Derivate of distribution, how does it work? Let $f\in L^1$. Then $f$ define a distribution $$L_f(\varphi )=\int_{\mathbb R}f\varphi=:\left<f,\varphi \right>,\quad \varphi \in \mathcal S(\mathbb R^n).$$
The derivative of $f$ (in distribution sense) is defined by $$L_{f'}(\varphi )=\left<f',\varphi \right>=:-\left<f,\varphi '\right>.$$
This looks a bit abstract for me.

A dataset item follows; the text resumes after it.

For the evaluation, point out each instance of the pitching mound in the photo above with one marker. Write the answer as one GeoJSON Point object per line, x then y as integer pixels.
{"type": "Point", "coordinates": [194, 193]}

Can we write it under the form $\left<g,\varphi \right>$ ? Because at the end, to says that $g$ is the derivative in distribution sense of $f$, we need to have $$\left<f',\varphi \right>=\left<g,\varphi \right>,$$
right ? I have in my course that a distribution is derivable infinitely many time, but this doesn't really mean that there is derivative, no ? In the sense that there is $g$ s.t. $$\left<f',\varphi \right>=\left<g,\varphi \right>.$$
For example, what is the derivative of $\delta _0$ ? I know that $$\left<\delta _0',\varphi \right>=-\varphi '(0),$$ but is there a derivative ? 
I'm very confuse with these distribution.
 A: Strictly speaking, under the restricted meaning of the notation $\langle f,\varphi\rangle$ that it seems to be assumed in the question, i.e.
$$
\langle f,\varphi\rangle=\int\limits_{\Bbb R}f(x)\varphi(x)\mathrm{d}x\quad f\in L^1(\Bbb R),\, \varphi\in C_c^\infty(\Bbb R)\label{1}\tag{1}
$$
you can write 
$$
\langle f',\varphi \rangle=\langle g,\varphi \rangle=\int\limits_{\Bbb R}g(x)\varphi(x)\mathrm{d}x \label{2}\tag{2}
$$ 
if and only if $f$ is weakly differentiable, i.e. if there exist a function $g\in L^1_\mathrm{loc}(\Bbb R)$ such that
$$
-\int\limits_{\Bbb R}f(x)\varphi^\prime(x)\mathrm{d}x=\int\limits_{\Bbb R}g(x)\varphi(x)\mathrm{d}x\quad \text{ for all }\varphi\in C_c^\infty(\Bbb R).
$$
This is true if, for example, $f$ belongs to Sobolev spaces $W^{1,1}(\Bbb R)$, $W^{1,1}_\mathrm{loc}(\Bbb R)$, $W^{1,2}(\Bbb R)$ and $W^{1,2}_\mathrm{loc}(\Bbb R)$.
Otherwise, the first sides of equations \eqref{1} and \eqref{2} should be  interpreted only as the duality brakets between $C^\infty_c(\Bbb R)\equiv\mathscr{D}(\Bbb R)$ and the space of continuous linear functionals on it, i.e. the space of distributions $\mathscr{D}'(\Bbb R)$: simply stated, this means that \eqref{1} is a way to write the value assumed by $f$ on $\varphi$, i.e. $f(\varphi)$ (remember that $f\in\mathscr{D}'(\Bbb R)$ is a continuous linear functional on $\mathscr{D}(\Bbb R)$). Thus the derivative of $\delta_0$ is not a function and $\langle\delta _0',\varphi \rangle$ simply means
$$
\delta_0'(\varphi)\triangleq \langle\delta _0',\varphi \rangle= -\varphi '(0)
$$
and it is not the first derivative of any function $g\in L^1_\mathrm{loc}(\Bbb R)$.
Notes


*

*$L_{f'}(\varphi )=\langle f',\varphi \rangle=:-\langle f,\varphi '\rangle$ is truly a definition for the first derivative of a distribution and \eqref{2} is valid only for particular distributions, precisely the ones resulting from integration of a test function with respect to a Sobolev function belonging to one of the spaces listed above.

*As I stated above, $\delta_0^\prime$ is not the first derivative of any function $g\in L^1(\Bbb R)$: however, it is true that every distribution $f\in\mathscr{D}'(\Bbb R)$ is locally the finite order derivative (in a precise sense) of a continuous function $g\in C^0(\Bbb R)$. You can find a proof of this fact for example in the monograph [1], §2.4, pp. 35-36.

*Finally an advice: when in doubt about concepts from the standard theory of distributions, maybe you can solve them by looking at the monograph of Vladimirov [1], which is a simple yet rigorous and fairly complete introduction to the theory.


[1] V. S. Vladimirov (2002), Methods of the theory of generalized functions, Analytical Methods and Special Functions, Vol. 6, London–New York: Taylor & Francis, pp. XII+353, ISBN 0-415-27356-0, MR2012831, Zbl 1078.46029.